Lá estão eles. Me olham. Rosinda naqueles dias de arrumação, pedindo para ser o momento, as leis e conselhos japoneses me dizendo que eles passaram a ser objetos, objetos que me enchem o pensamento, que me acumulam e intoxicam. Mas ainda não consigo, não posso me desapegar deles, mesmo sabendo que não têm qualquer valor aqui. É como se deitasse fora meu cérebro, meu trabalho, anos de estudo, de profissão. Como se esquecesse os 8 anos de idas e vindas da reitoria, de gasto de tempo e dinheiro, de choro, ânimo, incómodo, humilhação. Senhores japoneses, não posso deitar fora meus papéis, não posso deixar para lá esse caminho de pedras. Mesmo que não tenha nenhum ganho com isso. Tenho medo de depois não saber quem sou, de até eu duvidar de mim, de ficar com demência e nada disso ter mais valor. E isso eu não posso permitir. O que os japoneses e a Rosinda me dizem ser o adequado, o bom para mim, é precisamente o que não sou capaz. Esses papéis vão comigo para o caixão, para debaixo da terra ou para a cremação, não interessa, mas para o lixo é que não.
- Rosinda, talvez você tenha razão. Talvez eu tenha de passar uns tempos no seu bairro.
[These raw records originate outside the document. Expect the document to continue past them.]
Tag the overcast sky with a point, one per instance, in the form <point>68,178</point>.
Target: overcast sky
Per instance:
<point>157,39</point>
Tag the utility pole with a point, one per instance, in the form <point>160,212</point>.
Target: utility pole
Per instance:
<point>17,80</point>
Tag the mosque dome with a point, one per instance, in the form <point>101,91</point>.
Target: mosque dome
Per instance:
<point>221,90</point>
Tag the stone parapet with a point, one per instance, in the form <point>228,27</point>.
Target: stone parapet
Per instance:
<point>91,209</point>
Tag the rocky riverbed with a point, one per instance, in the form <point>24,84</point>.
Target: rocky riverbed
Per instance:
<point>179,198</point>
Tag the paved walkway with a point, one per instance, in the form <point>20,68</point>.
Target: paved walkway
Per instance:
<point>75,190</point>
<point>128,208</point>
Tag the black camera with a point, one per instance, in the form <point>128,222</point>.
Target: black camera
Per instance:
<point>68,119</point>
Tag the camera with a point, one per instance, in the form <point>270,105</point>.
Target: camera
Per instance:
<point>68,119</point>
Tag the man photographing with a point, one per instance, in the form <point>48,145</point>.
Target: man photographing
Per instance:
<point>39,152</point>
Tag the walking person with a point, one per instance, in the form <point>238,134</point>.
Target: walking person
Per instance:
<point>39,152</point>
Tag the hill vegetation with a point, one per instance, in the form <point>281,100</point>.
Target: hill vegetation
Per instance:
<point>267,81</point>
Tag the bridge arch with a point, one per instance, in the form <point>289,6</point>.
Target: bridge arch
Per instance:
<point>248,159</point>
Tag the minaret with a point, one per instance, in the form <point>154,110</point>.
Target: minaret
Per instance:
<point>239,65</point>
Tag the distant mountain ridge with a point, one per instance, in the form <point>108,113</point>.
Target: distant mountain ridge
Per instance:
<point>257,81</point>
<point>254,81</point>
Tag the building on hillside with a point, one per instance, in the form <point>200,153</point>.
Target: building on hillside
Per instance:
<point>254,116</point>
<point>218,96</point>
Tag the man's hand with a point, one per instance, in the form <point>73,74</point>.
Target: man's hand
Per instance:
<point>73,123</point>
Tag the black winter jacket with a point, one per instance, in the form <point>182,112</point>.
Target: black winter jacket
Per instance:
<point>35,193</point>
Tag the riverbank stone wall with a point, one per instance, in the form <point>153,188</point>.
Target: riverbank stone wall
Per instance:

- É isso mesmo. Olhe Dona Ana, vamos adiar este problema mais um ano, ok? Na próxima limpeza eu lhe pergunto se já é o momento. Entretanto a senhora vai passar um final de semana por mês no meu bairro, na minha casa. Vai ser tanto caruru, tanto abará, tanto acarajé, tanta música, tanto rebolado, tanta união, que a senhora vai ficar “no ponto”.
- Em que ponto?
- No ponto desapego dos documentos e de muitas outras coisas. Se prepare que na sexta-feira, vem comigo.